A implementação da meritocracia enfrenta essas barreiras: a mensuração das variáveis meritocráticas e a influência de variáveis que não deveriam importar segundo seus princípios. Além disso, é perigoso implementá-la em um país cuja população não sabe mensurar a desigualdade presente, pois essa política tende a aumentá-la ainda mais e encobri-la com o discurso de que todos merecem suas posições. Seria preciso cultivar uma cultura que ofereça de fato oportunidades iguais a todos e que busque maneiras mais eficientes de quantificar o mérito, atenuando injustiças. Como as cotas, que surgem como uma alternativa para a competição entre iguais, colaborando para ao menos diminuir a disseminação das mesmas desigualdades ano após ano.

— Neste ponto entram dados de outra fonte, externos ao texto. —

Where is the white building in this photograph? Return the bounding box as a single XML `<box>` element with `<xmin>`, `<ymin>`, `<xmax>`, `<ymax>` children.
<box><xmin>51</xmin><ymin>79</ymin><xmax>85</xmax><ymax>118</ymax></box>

Mas cabe a discussão: mesmo que a meritocracia tente englobar esses outros fatores para aliviar diferenças estruturais, isso a tornaria justa? É justa essa comparação de que um indivíduo merece mansões e fortunas e outro indivíduo merece passar fome? Talvez esse seja o motivo da distopia de Michael Young acabar com as classes baixas se revoltando contra as elites (MAZZA e MARI, 2021). A meritocracia humilha os menos afortunados e cega aqueles que estão nas altas posições da sociedade, que vivem em sua própria bolha e mesmo que enxerguem as desigualdades se reproduzindo, não se comovem. As consequências sociais geradas são profundas e estão enraizadas na mente dos indivíduos. A meritocracia é desejada pelos mais afortunados pois é uma condição que os favorece psicologicamente, socialmente e economicamente. Além disso, traz a falsa promessa de mobilidade social aos menos afortunados, que a defendem por acreditar que realmente é uma alternativa para o fim da desigualdade e que finalmente seus esforços serão recompensados.